Human primary monocytes were treated for 40 hours with S. aureus with/without one hour pre-incubation with indicated blocking antibodies. First row: isotype control. Cells from donor A were also used for experiments shown in Figure 1f.

Figure 4. HLA-DR down-modulation by S. aureus: role of IL-10 and kinases.

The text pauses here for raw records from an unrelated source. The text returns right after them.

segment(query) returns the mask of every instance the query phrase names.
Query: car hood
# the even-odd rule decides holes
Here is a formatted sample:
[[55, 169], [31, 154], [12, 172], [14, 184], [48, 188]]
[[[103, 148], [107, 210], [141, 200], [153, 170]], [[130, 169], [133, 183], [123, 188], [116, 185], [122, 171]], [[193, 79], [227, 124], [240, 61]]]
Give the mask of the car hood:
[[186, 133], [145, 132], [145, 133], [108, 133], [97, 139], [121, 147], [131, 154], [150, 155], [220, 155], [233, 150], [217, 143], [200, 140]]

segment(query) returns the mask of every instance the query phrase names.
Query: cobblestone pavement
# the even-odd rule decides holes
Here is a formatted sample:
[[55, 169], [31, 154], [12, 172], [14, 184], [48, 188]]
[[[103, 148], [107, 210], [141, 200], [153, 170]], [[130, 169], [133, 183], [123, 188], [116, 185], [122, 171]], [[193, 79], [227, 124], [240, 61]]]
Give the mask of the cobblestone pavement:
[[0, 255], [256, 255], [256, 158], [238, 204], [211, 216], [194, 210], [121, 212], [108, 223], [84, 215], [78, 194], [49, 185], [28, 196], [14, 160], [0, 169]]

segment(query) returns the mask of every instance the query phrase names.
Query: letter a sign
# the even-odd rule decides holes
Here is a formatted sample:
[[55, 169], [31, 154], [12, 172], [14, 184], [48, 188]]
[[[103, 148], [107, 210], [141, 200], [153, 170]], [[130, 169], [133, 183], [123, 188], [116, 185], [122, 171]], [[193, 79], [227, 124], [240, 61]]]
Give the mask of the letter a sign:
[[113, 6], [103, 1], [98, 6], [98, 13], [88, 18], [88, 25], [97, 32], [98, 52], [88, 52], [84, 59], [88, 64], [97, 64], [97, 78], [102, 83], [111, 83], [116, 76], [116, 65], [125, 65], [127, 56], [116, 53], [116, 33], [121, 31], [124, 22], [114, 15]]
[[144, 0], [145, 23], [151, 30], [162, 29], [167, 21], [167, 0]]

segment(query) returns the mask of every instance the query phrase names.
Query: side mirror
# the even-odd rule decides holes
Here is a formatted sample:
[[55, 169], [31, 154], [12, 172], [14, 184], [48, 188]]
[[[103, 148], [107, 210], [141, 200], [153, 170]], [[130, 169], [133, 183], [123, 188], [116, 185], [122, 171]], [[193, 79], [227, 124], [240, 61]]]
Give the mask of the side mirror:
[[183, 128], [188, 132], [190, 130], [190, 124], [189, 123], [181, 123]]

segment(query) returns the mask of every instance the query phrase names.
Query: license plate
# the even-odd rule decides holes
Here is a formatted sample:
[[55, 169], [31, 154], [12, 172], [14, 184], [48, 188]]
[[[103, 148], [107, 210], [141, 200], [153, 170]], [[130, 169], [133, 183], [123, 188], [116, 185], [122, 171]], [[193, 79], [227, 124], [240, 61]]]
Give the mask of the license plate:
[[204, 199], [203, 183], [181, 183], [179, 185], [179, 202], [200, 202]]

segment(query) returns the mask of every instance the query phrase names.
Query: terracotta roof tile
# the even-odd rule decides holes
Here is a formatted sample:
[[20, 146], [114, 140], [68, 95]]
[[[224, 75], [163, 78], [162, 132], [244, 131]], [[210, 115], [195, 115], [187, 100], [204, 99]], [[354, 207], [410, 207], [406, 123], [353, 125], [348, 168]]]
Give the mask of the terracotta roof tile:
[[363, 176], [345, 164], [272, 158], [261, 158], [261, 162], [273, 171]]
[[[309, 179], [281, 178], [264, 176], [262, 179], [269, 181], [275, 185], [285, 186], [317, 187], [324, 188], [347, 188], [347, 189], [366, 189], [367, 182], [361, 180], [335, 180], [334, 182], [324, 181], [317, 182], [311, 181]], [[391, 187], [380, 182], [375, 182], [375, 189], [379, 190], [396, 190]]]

Monocytes were cultured in medium in the presence of: (a) indicated reagents (IL-10, 20 ng/mL; IFN-γ, 100 ng/ml and SAC) for 40 hours. Data is representive of results with 3 donors. (b) in the presence of SAC with or without anti-IL-10 neutralizing antibodies or anti-TNF-α neutralizing antibodies for 40 hours. Cells were stained, washed and analyzed on flow cytometer for the expression of CD86, HLA-DR, and CD36. Two additional experiments have been done with similar results. (c) Monocytes were cultured in the presence or absence of SAC for 60 hours. After fixation and permeablization cells were stained with indicated antibodies on coverslips and subject to analysis with the confocal microscope equipped with an objective lens of 63x. Overlay: FITC, DAPI, DIC. (d) Monocytes were cultured in medium and pretreated with genistein (G, 74 μM), herbimycin A (H, 1 μg/ml), or tyrphostin (T, 1 μg/ml) for one hour, then stimulated with SAC for 40 hours. Data were pooled data from three donors. (e) Monocytes were pretreated with indicated inhibitors for five hours, then treated with SAC for 40 hours. Cells were stained with indicated antibodies and subject to analysis on flow cytometer. HerbA, herbimycin A; Src KI, Src kinase inhibitor II; GMFI, geometric mean fluorescence intensity. (f) Induction of NF-κB nuclear translocation in human monocytes by S. aureus. (A) Monocytes (25 x 10⁶/well) were stimulated with either LPS, or SAC for 1 hour. Nuclear extracts (NE) were made and assayed according to Materials and Methods. Data were from one donor representing two with similar results. (B) Nuclear extracts were made as (A) and anti-p50 antibody or anti-p65 antibody was added to the DNA binding reactions and assayed according to Materials and Methods.

Figure 5. Induction of PD-L1 by SAC.

Monocytes were treated with SAC (0.75%) and stained with indicated markers. (a) Expression of HLA-DR and co-stimulatory or co-inhibitory molecules in the presence or absence of indicated reagents. The data presented are from one donor, are representive of results from three different donors. (b) Dose dependent induction of PD-L1 by SAC.

Figure 6. Control of T cell IL-2 response by SAC and restoration by anti-IL-10 and anti-PD-L1.

PBLs and allo-macrophages from multiple pairs of donors were cultured as described in Materials and Methods. (a) T cell IL-2 responses at 24 hours of mixed leukocyte reaction in the presence or absence of SAC as determined by specific IL-2 ELISA. (b) and (c) T cell IL-2 responses at 24 hours of mixed leukocyte reaction in the presence or absence of SAC and indicated neutralizing anti-IL-10 antibodies, or anti-PD-L1, anti-PD-L2 blocking antibodies. (d) Proposed model of microbe tolerance.